Chanukah Donuts Get Wilder
BY Lee Saunders DATE 05/12/2018
Whether you choose the old-school ‘Chanukah’ or the more mainstream ‘Hanukkah,’ the proper spelling of the Jewish Festival of Lights turns into a matter of preference and mass appeal – much like Chanukah’s main tradition – the fried jelly donut, or sufganiyah, in local lingo. And this year, there is an even greater explosion of culinary creativity on display in bakeries around Israel, with imagination the only limitation…
Personal favorites of donuts have been known to divide loyalties, separate families, and bring down empires, and the festival of Chanukah indeed dates back to the Syrian-Greek empire, which ruled over the Land of Israel more than 2,000 years ago. Syrian King Antiochus took over the Second Temple in Jerusalem, banned Judaism and ordered an altar to Zeus to be built. A Jewish rebel army called the Maccabees successfully rose up against their Greek-Syrian oppressors in the Maccabean Revolt of 167 BC. When rededicating the temple, they found only enough oil to burn for one day, but miraculously the candles stayed alight for eight days.
Today, the festival is celebrated in a myriad of ways, and, according to the Jewish People Policy Institute, a Jerusalem-based think tank, 42% of Israelis attend a show, 64% give Chanukah ‘geld’ or money, 73% light a candle each of the eight nights on the nine-branched menorah or ‘hanukiah candelabrum, and 79% eat donuts!
Unlike the Maccabees’ victory, the battle between Israelis’ love of fitness and the adventurous selection of donuts on offer proves one battle too far, and visitors too should join the locals in embracing this tradition at any of the donut temples around. One of the most popular meccas is the luxurious chain, Roladin, a time-honored tradition since it opened its doors in 1987. The brainchild of brothers Kobi and Avi Hakak, and now with almost 80 branches nationwide, their extensive Chanukah menu contains wild and bold combinations of sufganiyot – such as Royal Lindt stuffed with Lindt chocolate cream and dusted with almonds, the extremely tempting violet cheesecake donut, topped with blueberry crème (which I totally recommend!), and the seductive yellow sunrise with crème mascarpone, pineapple mango marmalade, and coconut shavings.

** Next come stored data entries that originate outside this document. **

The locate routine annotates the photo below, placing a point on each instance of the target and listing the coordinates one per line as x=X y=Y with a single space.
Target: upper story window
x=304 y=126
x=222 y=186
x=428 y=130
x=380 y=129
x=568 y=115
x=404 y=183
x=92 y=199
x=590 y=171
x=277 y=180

There are a number of branches across the country, including right next to the Link Hotel & Hub. Round the corner from the Dan Tel Aviv, there is another major chain – Boutique Central, where the donuts are baked, not fried, but dish up outstanding brioche donuts filled with custard, chocolate, caramel, Nutella or traditional strawberry jam. Just over a kilometer from the alluring Dan Carmel Haifa lies the finger-licking freshness of the 10-store Shemo bakery chain, where the high standard of donuts owes much to the quality baking ingredients used by owner and professional pastry chef, Miki Shemo. A gentle walk from the Dan Panorama Tel Aviv is a donut oasis in Jaffa that is very real – in the shape of the swanky Milk Bakery in Jaffa’s Flea Market. Here, innovative and decadent sufganiyot will leave you very popular with friends and family. With the konditurie in all the Dan Hotels working hard to delight and surprise guests with new flavors and combinations, our in-house donuts have become stars in their own right.

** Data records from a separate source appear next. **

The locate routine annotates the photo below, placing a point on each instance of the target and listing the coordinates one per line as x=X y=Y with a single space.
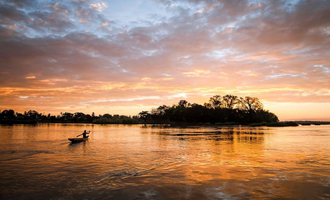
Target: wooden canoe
x=78 y=139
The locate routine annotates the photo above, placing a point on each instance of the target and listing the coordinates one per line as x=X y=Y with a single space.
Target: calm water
x=134 y=162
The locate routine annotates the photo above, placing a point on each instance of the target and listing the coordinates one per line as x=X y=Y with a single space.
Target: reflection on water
x=135 y=162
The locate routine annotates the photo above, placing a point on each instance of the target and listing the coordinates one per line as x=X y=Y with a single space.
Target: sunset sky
x=123 y=57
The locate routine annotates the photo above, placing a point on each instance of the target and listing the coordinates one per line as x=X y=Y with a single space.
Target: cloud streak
x=73 y=55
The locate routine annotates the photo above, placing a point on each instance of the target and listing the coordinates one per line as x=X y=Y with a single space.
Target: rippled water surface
x=136 y=162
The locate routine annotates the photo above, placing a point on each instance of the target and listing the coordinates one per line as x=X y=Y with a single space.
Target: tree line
x=228 y=109
x=33 y=117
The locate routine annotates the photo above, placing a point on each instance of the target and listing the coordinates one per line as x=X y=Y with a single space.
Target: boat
x=78 y=139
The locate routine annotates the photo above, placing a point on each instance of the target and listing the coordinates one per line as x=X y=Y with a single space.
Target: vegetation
x=218 y=111
x=33 y=117
x=116 y=119
x=226 y=110
x=274 y=124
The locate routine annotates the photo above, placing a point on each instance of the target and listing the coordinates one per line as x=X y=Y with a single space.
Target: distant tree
x=229 y=101
x=216 y=101
x=183 y=103
x=251 y=104
x=144 y=115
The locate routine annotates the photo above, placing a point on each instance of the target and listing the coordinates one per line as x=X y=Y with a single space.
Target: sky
x=123 y=57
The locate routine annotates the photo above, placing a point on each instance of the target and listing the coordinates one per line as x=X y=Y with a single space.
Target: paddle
x=82 y=133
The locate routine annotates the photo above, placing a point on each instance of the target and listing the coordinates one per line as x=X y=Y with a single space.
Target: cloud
x=98 y=6
x=72 y=53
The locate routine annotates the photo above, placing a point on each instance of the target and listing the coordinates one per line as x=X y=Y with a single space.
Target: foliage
x=274 y=124
x=219 y=110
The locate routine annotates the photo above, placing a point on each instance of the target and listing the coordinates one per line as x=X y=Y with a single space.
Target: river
x=137 y=162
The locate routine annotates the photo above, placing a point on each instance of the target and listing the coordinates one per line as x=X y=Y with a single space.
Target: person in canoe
x=84 y=134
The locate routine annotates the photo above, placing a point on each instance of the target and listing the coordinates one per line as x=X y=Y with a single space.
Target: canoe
x=78 y=139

If you grow tired of sweet, the miracle of oil extends to savory too, with the eating of the traditional latkes. Derived, via Yiddish, from the Russian word ‘oladyi,’ meaning small pancake, latkes are shallow-fried potato pancakes, which, at Chanukah, often receive a special makeover! From colorful vegetable latkes to sophisticated cheese latkes, with scallions and feta cheese, the taste is as miraculous as the effort required in their preparation. If you still want sweet, you can learn how to serve up Chanukah candy latkes.

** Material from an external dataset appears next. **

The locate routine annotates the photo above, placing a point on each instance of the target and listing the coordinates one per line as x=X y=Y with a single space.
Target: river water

While it can feel like most festivals revolve around food, and they do, there are many other traditions to enjoy. Watching the public lightings of Chanukah menorahs in main public squares is truly special. Kikar Rabin in Tel Aviv is well attended and the Western Wall in Jerusalem’s Old City, close to the Dan Jerusalem Hotel and King David Hotel, is a unique moment for visitors to savor, with the menorah lit in the presence of leading dignitaries and rabbis, late afternoon on each day of the Festival.
Enjoy games such as spinning the ‘dreidel’, a four-sided plastic or wooden spinning top, with four Hebrew letters printed on each side. The four letters form the acronym of the phrase: “Nes gadol hayah sham,” meaning a great miracle happened there – referring the Chanukah miracle of the oil. Legend has it that learning Torah was outlawed by the enemy, and so children were forced to study in secret. If the Greeks came calling, the pupils would pull out their spinning tops and pretend to be playing a game.
While you will thoroughly revel in all these games and traditions of Chanukah, you will inevitably feel grateful that the oil lasted no more than eight days. Alongside pineapple mango marmalade, that, in the end, may be the real miracle.
Chanukah will start on December 10 and last until December 18, 2020.